Spurs critical thinking through culturally and politically diverse readings. In the chapter introductions, the authors explain and examine the foundations of each cultural myth. Other readings feature differing views from groups pushed to the margins of American society, such as people of color, women, and gays and lesbians, including these: Gary Soto, in "Looking for Work," tells the story of a Mexican-American boy who wants his family to imitate the white families he sees on TV.
Diana Kendall, in "Framing Class, Vicarious Living, and Conspicuous Consumption," shows how the mass media propagates middle class norms while denigrating working class values, fueling a consumer culture that drives economic inequality. These alternative perspectives complicate the myths and prompt students to re-examine their own thinking and values.

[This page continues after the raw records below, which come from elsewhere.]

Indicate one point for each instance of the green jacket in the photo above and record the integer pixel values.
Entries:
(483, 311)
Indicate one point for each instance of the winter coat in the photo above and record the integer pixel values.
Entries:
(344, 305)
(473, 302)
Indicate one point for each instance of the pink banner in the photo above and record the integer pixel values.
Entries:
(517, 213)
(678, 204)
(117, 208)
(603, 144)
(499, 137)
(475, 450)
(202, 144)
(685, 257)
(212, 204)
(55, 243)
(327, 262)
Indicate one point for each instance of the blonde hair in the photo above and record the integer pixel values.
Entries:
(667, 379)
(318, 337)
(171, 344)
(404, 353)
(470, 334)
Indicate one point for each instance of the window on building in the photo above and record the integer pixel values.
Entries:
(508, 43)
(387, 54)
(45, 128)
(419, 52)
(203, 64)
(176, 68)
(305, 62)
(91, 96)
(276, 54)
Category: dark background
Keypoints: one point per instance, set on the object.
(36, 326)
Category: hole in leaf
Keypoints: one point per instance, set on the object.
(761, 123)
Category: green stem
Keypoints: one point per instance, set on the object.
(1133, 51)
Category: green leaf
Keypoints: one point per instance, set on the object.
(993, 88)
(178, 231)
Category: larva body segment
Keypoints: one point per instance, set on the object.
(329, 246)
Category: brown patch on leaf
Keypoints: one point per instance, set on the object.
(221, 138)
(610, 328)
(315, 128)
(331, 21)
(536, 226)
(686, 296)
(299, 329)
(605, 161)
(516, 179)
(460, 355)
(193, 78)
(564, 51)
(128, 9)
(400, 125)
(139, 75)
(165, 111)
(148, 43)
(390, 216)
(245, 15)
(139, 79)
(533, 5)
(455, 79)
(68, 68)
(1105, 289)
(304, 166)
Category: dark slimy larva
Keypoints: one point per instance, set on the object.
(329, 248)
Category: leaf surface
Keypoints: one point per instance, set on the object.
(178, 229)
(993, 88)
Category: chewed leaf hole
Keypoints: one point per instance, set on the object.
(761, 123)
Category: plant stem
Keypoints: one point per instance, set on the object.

Models different kinds of writing from a variety of disciplines and genres. Representing a wide array of forms and genres, selections range from the personal memoirs, oral histories to the popular journalistic accounts, poems, short stories, cartoons, paintings, and photographs to the academic writings from the disciplines of sociology, history, education, political science, and psychology.
Many selections are documented. Supports critical thinking and writing through extensive editorial apparatus. The pedagogical apparatus provides instruction in thinking and writing critically as it offers multiple opportunities to do so after every selection. As these groups face increasing injustices, they engage in stronger resistance movements—the calls for change and social justice grow louder and clearer.
Exciting new images help students visualize and challenge the myths. Infographics, screenshots, photographs, and other new images provide unique visual reflections of the dominant myths—as well as visible examples of how they can be confronted.